How to Run DeepSeek Locally Using Ollama

In a time when data privacy, performance, and cost control are critical, running large language models (LLMs) locally is becoming increasingly practical. Among the open-source offerings, DeepSeek-R1 models stand out due to their strong performance in coding, logical reasoning, and problem-solving tasks.

This guide explains how to install and run DeepSeek-R1 models locally using Ollama, and optionally expose them securely online using Pinggy.
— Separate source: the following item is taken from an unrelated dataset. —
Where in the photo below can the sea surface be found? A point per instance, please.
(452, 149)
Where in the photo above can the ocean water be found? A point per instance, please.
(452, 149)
It's aimed at developers and IT professionals who want a self-hosted, offline-capable, and customizable LLM stack.

Why Consider Running DeepSeek-R1 Models Locally?

Running models like DeepSeek-R1 on your local machine offers several practical advantages:

Data stays local – no external server or API receives your prompts.
Zero cloud usage limits – you control the compute resources.
Offline-ready – ideal for air-gapped or restricted networks.
Choose models by system specs – from lightweight to high-performance variants.

Step 1: Install Ollama

Ollama provides a simple command-line interface to run open-source LLMs locally.

Installation:

Head to ollama.
Choose your operating system (Linux, macOS, or Windows).
Follow the installation prompts.
After setup, open your terminal and check the installation:

   ollama --version

Step 2: Pull a DeepSeek-R1 Model

DeepSeek models are available in various sizes to suit different hardware capacities.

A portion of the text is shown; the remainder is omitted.